I have used Paul’s description of love in 1 Corinthians 13 as a backdrop to describe a little about what we learned of love. If I were to describe all we learned about love it would be a very thick book. Paul’s words have been our plumb line for understanding love for a very long time. His admonition to love is much needed today. There is a warning, however, that I feel must be given to those who read our story and think that they could repeat such a journey without Jesus’ leading. In 1 Cor. 13:1-3 Paul states, “If I [can] speak in the tongues of men and [even] of angels, but have not love (that reasoning, intentional, spiritual devotion such as is inspired by God’s love for and in us), I am only a noisy gong or a clanging cymbal. And if I have prophetic powers (the gift of interpreting the divine will and purpose), and understand all the secret truths and mysteries and possess all knowledge, and if I have [sufficient] faith so that I can remove mountains, but have not love (God’s love in me) I am nothing (a useless nobody). Even if I dole out all that I have [to the poor in providing] food, and if I surrender my body to be burned or in order that I may glory, but have not love (God’s love in me), I gain nothing.” No enterprise, regardless of how lofty the intent, will succeed if there is no love of God in it. Love is the beginning and the end. Without love there is nothing.

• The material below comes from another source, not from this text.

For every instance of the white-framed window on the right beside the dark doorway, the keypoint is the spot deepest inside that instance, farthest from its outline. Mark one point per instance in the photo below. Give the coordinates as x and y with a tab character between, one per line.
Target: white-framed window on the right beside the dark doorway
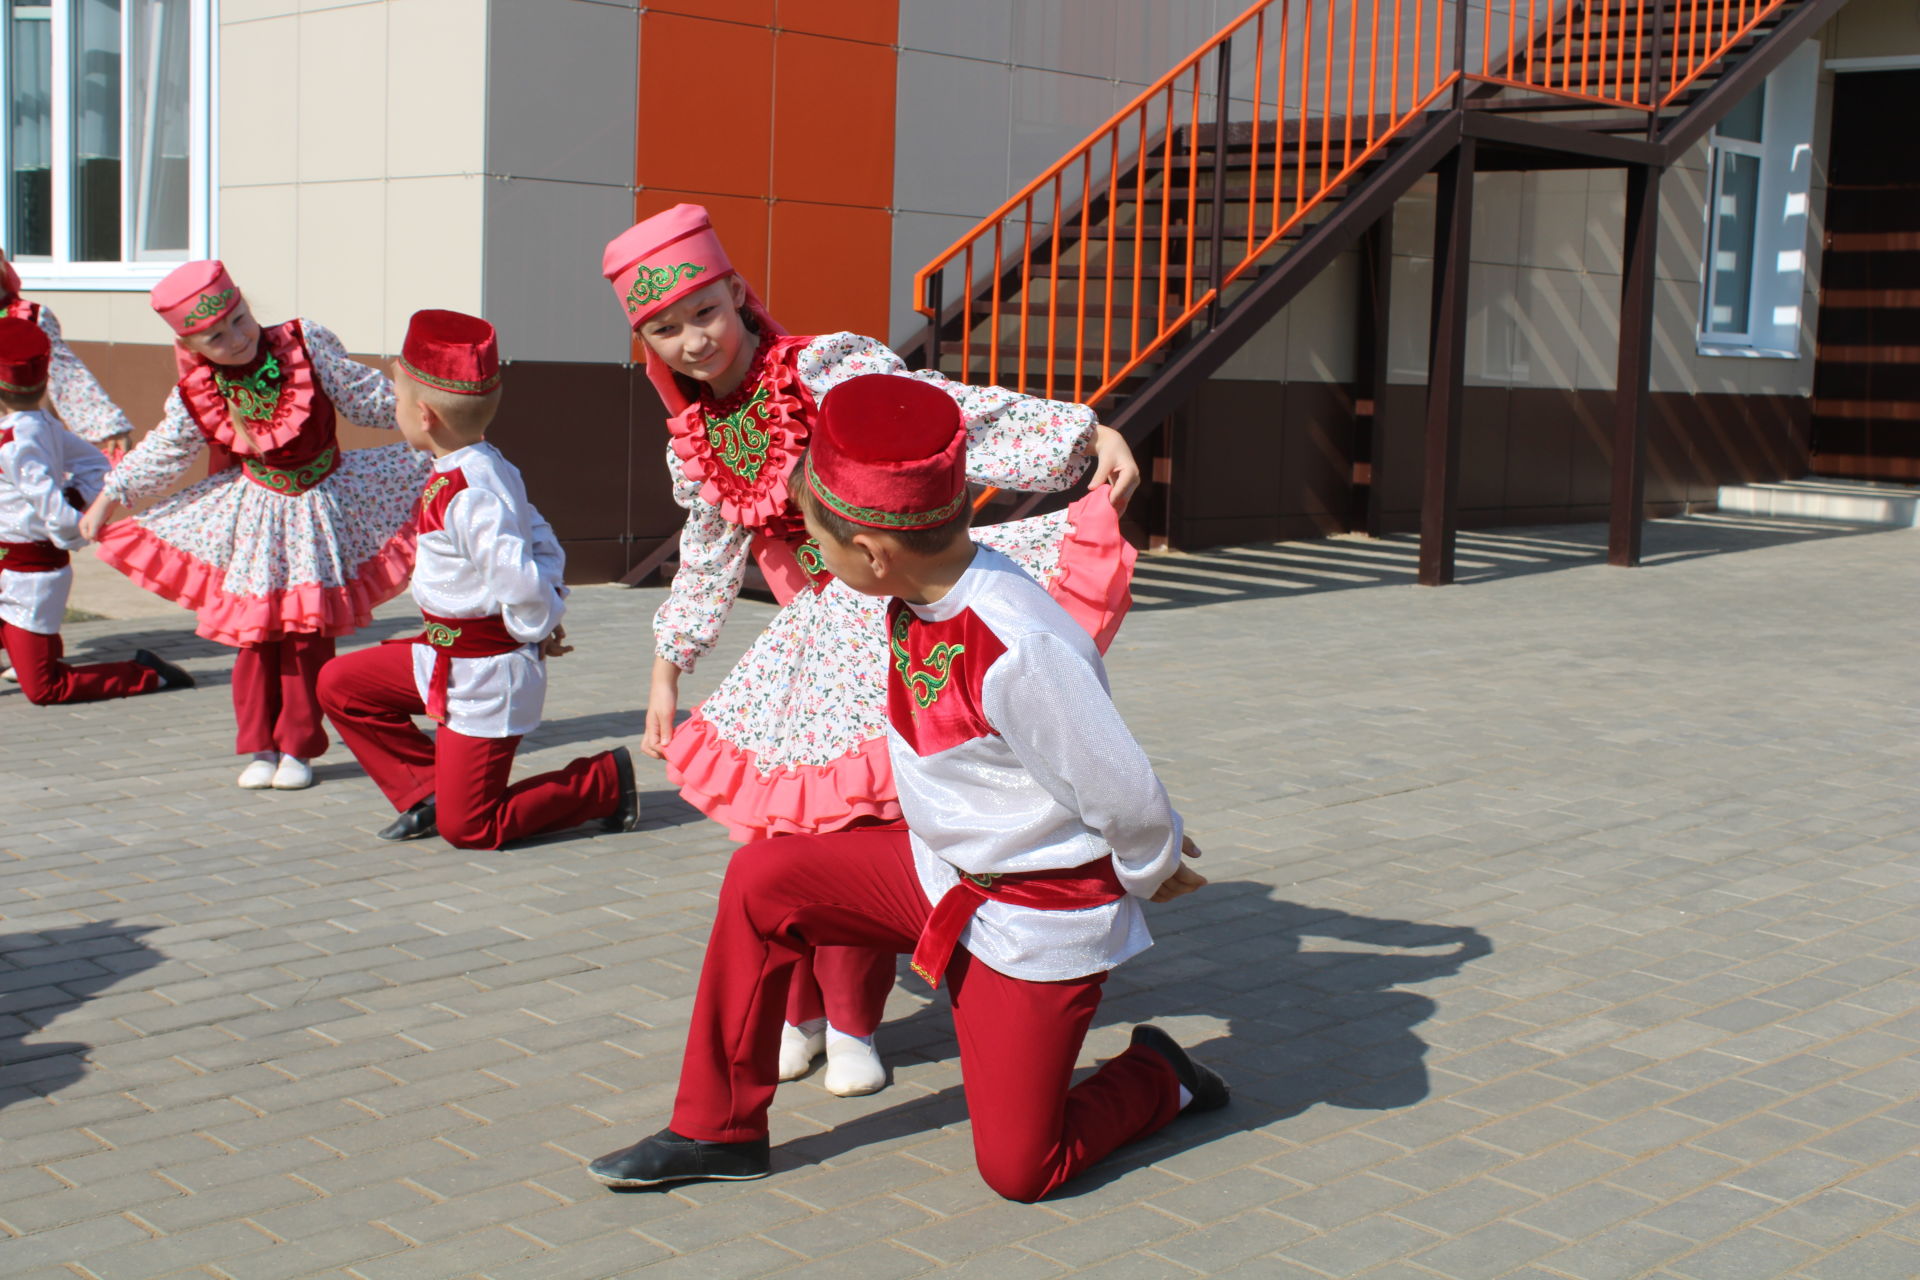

This love I have talked about here is not the love of the pithy quote or off-hand comment, no, it is the deep, practical, sacrificial love that gives up all for Jesus. This is the love Jesus showed us on the cross when He endured all for us and did not quit. His abiding presence with us is His love. He is the great Son to our reflective moon. We bring Him great joy when we are so aligned to His will that we accurately reflect His love to others on this earth. To gain that goal you must allow Him to mold and shape you, to remove all dross, the ‘self’ nature in you, so you are pure before Him. Only then will you properly reflect His love to others.